The Importance of Education 

Aristotle stresses the importance of education that must be public to all citizens in a city. All the citizens belong to the city are meant to work together; therefore, a citizen does not belong to himself. The Lacedaemonians are known for their disciplined approach to training their children and values education to have a thriving state. It is necessary for the youth to have access to public education, and a law should be created to require young people to be educated. What should be taught? He believes children should be taught moral goodness and pure knowledge.

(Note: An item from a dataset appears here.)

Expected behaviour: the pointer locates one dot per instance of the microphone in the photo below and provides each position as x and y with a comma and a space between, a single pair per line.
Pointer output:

The four branches of education that are useful to be taught are (1) reading and writing, (2) gymnastic exercises, (3) music, and (4) drawing (Aristotle, Book 8). He states, “if he does or learns anything for his own sake or for the sake of his friends, or with the view to excellence the action will not appear illiberal; but if done for the sake of others the very same action will be thought menial and servile” (Aristotle, Book 8). All the branches have a valuable purpose of teaching that will challenge them to use their knowledge in society except for music. Music is meant for leisure that is pleasurable and relaxing; it is not necessarily essential compared to reading and writing. He states that gymnastic exercises are good for the youth to participate, but it is not meant for excessive training. Aristotle expands on the role music has in education since it is underappreciated but is a valuable skill. He states music should be taught as it will encourage the youth to learn to perform and study it.